Según el Gobierno, "los cambios en la SIDE apuntan a acotar, definir y clarificar las funciones de la secretaria"

La oposición criticó la decisión y denunció que la reforma haya sido por DNU.

En un movimiento sin precedentes, el Gobierno de Javier Milei ha implementado una serie de reformas en la Secretaría de Inteligencia del Estado (SIDE), generando un profundo impacto en el sistema de inteligencia nacional. Estas modificaciones, ejecutadas mediante un Decreto de Necesidad y Urgencia (DNU), han sido justificadas por las autoridades bajo el pretexto de modernizar y profesionalizar la institución a tono con los desafíos del siglo XXI.

El eje central de esta reestructuración es la redefinición clara y concisa de las funciones y competencias de la SIDE. Estas reformas se han presentado como esenciales para acotar y clarificar las actividades de inteligencia en Argentina, alejándolas de prácticas obsoletas y potenciando su eficiencia.
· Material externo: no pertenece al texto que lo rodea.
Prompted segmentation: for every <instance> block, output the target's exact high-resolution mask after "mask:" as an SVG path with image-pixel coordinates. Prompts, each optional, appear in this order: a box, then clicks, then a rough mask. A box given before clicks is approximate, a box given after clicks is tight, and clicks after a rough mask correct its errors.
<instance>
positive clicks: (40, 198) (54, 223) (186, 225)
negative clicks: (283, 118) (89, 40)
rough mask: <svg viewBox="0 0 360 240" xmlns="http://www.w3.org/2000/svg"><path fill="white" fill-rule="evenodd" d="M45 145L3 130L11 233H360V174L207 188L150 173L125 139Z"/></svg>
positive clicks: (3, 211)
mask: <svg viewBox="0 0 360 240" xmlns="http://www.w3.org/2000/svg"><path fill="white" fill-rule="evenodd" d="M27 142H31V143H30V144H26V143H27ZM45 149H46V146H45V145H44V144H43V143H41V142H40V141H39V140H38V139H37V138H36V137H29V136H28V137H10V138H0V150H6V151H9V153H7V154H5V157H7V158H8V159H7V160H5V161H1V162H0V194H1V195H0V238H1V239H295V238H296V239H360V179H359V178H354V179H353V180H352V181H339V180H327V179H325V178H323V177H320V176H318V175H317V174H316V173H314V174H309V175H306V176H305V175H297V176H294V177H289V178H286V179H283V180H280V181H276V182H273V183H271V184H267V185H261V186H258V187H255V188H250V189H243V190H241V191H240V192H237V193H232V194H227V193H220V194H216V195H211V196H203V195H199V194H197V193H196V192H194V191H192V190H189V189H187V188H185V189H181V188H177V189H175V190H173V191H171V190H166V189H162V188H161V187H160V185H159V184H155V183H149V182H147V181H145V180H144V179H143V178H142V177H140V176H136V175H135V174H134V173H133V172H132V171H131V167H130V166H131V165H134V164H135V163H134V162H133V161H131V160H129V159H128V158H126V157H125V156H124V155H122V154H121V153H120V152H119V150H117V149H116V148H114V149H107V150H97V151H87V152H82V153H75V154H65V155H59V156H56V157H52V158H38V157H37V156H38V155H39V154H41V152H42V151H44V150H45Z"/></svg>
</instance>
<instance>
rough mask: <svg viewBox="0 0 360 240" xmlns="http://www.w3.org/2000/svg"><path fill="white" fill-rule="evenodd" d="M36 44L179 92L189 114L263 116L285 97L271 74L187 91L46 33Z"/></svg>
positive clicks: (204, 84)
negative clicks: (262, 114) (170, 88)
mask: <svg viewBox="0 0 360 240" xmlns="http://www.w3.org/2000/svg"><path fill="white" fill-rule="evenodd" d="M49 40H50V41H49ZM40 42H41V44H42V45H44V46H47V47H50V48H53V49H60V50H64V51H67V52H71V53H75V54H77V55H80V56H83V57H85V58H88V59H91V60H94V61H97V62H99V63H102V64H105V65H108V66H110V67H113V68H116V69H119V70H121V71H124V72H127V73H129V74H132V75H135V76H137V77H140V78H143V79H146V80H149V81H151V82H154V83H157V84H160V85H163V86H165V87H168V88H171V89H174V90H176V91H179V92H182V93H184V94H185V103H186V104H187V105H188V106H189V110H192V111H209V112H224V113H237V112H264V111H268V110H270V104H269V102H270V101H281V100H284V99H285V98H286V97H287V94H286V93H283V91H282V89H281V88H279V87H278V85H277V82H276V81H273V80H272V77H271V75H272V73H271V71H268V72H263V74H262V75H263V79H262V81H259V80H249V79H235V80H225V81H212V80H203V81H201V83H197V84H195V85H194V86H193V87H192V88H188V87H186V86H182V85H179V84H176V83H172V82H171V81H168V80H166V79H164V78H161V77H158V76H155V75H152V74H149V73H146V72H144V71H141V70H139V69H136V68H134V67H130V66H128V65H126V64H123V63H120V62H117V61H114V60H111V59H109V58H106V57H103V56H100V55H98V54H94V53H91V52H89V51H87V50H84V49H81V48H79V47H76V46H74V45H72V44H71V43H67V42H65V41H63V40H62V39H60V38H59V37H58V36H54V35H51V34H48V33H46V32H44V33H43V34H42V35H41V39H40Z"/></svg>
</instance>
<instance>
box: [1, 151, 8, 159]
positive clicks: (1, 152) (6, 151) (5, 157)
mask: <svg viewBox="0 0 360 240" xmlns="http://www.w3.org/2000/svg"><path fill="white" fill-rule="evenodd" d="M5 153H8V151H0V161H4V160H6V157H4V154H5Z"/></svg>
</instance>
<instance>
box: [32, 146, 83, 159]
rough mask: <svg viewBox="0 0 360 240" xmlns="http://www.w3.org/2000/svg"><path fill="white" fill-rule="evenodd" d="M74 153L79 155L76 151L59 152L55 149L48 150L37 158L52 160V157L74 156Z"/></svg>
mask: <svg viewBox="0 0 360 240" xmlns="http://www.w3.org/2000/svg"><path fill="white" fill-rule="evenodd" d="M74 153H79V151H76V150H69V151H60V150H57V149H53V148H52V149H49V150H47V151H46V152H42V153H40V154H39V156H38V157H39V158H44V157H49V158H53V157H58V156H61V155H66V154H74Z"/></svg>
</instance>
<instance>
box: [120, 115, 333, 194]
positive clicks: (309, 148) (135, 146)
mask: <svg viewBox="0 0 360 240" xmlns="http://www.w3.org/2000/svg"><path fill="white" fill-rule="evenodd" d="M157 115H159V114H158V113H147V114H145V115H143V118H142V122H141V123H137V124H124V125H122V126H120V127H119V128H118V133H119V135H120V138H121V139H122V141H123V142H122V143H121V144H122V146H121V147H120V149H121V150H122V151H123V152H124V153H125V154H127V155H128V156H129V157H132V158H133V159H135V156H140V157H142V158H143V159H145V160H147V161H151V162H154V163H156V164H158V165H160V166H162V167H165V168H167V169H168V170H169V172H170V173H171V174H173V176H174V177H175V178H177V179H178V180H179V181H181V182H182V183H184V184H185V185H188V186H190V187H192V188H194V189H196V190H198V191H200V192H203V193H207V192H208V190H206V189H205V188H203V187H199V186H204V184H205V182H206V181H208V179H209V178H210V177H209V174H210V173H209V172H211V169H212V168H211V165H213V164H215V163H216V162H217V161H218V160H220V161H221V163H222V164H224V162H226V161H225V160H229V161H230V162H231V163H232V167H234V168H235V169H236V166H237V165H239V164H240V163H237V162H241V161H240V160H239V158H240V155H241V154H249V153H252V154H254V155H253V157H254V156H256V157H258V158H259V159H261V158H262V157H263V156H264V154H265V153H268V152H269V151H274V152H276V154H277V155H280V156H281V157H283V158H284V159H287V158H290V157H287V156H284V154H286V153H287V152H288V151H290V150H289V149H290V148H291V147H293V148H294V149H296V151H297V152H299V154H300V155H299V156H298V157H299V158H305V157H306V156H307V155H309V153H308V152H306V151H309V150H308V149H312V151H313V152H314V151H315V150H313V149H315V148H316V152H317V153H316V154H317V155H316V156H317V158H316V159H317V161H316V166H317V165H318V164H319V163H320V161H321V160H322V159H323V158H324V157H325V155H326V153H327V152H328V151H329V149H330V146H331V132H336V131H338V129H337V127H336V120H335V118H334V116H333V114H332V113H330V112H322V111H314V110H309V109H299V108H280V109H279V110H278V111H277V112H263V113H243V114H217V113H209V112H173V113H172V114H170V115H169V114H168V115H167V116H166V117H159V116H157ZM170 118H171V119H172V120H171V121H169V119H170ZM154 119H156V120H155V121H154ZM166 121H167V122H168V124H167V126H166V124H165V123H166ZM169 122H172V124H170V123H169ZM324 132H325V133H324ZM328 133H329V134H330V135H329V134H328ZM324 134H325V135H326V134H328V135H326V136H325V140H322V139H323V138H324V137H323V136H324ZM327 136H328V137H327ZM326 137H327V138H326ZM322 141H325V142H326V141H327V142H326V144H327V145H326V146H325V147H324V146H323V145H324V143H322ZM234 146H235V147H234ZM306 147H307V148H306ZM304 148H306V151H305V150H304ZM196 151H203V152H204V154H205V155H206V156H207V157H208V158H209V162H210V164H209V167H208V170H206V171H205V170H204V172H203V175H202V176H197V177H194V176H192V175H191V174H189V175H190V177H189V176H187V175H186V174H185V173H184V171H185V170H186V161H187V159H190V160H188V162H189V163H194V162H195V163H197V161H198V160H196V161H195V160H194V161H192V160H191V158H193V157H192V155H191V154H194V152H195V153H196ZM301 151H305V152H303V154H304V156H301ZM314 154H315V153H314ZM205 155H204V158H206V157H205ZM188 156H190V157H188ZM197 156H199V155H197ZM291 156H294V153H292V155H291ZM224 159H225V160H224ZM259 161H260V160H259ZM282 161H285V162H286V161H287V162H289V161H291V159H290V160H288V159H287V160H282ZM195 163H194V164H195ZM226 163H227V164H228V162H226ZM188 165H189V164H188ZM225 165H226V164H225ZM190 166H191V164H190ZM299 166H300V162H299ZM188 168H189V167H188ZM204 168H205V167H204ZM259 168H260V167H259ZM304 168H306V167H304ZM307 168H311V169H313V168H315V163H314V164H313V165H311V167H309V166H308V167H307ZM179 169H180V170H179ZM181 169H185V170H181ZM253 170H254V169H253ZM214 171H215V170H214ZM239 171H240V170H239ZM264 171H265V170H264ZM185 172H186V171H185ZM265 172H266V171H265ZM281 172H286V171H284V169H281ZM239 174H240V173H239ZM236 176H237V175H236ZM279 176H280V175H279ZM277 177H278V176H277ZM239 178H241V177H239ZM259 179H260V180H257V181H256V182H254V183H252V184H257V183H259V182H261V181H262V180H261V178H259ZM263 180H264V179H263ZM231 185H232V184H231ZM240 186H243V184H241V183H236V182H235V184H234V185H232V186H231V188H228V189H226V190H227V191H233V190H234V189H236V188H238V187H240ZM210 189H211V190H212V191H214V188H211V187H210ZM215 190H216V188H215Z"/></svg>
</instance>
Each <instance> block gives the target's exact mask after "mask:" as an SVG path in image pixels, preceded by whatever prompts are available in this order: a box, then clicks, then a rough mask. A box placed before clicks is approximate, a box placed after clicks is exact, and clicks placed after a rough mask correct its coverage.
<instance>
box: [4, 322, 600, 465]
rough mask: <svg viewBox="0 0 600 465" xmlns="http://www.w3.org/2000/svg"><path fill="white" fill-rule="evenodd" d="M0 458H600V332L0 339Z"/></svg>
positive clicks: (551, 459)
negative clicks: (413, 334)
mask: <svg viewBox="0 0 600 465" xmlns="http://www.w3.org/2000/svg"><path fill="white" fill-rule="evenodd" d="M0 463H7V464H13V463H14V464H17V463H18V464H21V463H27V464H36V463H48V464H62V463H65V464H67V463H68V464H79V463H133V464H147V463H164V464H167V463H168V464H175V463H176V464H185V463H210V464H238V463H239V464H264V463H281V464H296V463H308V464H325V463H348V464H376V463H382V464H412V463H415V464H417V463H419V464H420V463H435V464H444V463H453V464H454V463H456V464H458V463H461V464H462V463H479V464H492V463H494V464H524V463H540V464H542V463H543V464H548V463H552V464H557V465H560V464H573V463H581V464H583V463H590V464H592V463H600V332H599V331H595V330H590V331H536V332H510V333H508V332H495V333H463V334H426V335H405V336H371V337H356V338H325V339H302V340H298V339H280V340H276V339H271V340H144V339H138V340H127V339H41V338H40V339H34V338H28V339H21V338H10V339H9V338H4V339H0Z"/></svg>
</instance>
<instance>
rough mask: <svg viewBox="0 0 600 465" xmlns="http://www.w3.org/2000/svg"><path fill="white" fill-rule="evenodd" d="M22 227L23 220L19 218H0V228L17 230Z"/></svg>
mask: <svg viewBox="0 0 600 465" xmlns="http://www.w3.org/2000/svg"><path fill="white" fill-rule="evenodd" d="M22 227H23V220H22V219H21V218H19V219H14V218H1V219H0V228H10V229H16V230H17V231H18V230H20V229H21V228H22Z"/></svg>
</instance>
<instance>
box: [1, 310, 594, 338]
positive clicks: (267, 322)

La gestión del gobierno ha enfatizado que ahora el foco se centrará en una estructura más pequeña y directa, concentrada en la función esencial de inteligencia.

Uno de los cambios más significativos radica en la separación total entre las funciones de ciberseguridad y ciberinteligencia. Anteriormente, estas tareas solían estar fusionadas, generando redundancias y confusiones en el manejo de la información digital. El nuevo decreto especifica que la ciberseguridad se ocupará de la integridad de las redes y sistemas, bajo la supervisión del recién creado Centro Nacional de Ciberseguridad, mientras que la ciberinteligencia estará destinada a la recopilación de datos estratégicos desde el ciberespacio.

Además, en el marco de estas reformas, la Agencia de Seguridad Nacional ha sido reorientada exclusivamente a la función de contrainteligencia. Las autoridades han subrayado la eliminación de funciones superpuestas con otras fuerzas policiales, permitiendo que estas últimas se ocupen de la investigación criminal estrictamente.

Estas acciones forman parte de una estrategia más amplia para reducir la duplicación de funciones y optimizar los recursos del Estado. Esto se evidencia también con la eliminación de la Dirección Nacional de Inteligencia Estratégica Militar (DNIEM), cuyas funciones han sido absorbidas por el Estado Mayor Conjunto, promoviendo una articulación más efectiva con la inteligencia nacional. Al mismo tiempo, se ha fortalecido el rol de fiscalización interna con la creación de la Inspectoría General de Inteligencia, que tendrá la misión de auditar y supervisar las operaciones de la SIDE.

Por último, el control interno se ha reforzado mediante la centralización en la designación de las autoridades de los órganos desconcentrados, cuyas cabezas serán escogidas directamente por el Secretario de Inteligencia. Esta medida se presenta como "un mecanismo para fomentar la transparencia y el control jerárquico, asegurando que cada línea del sistema responda a un mando claro y unificado".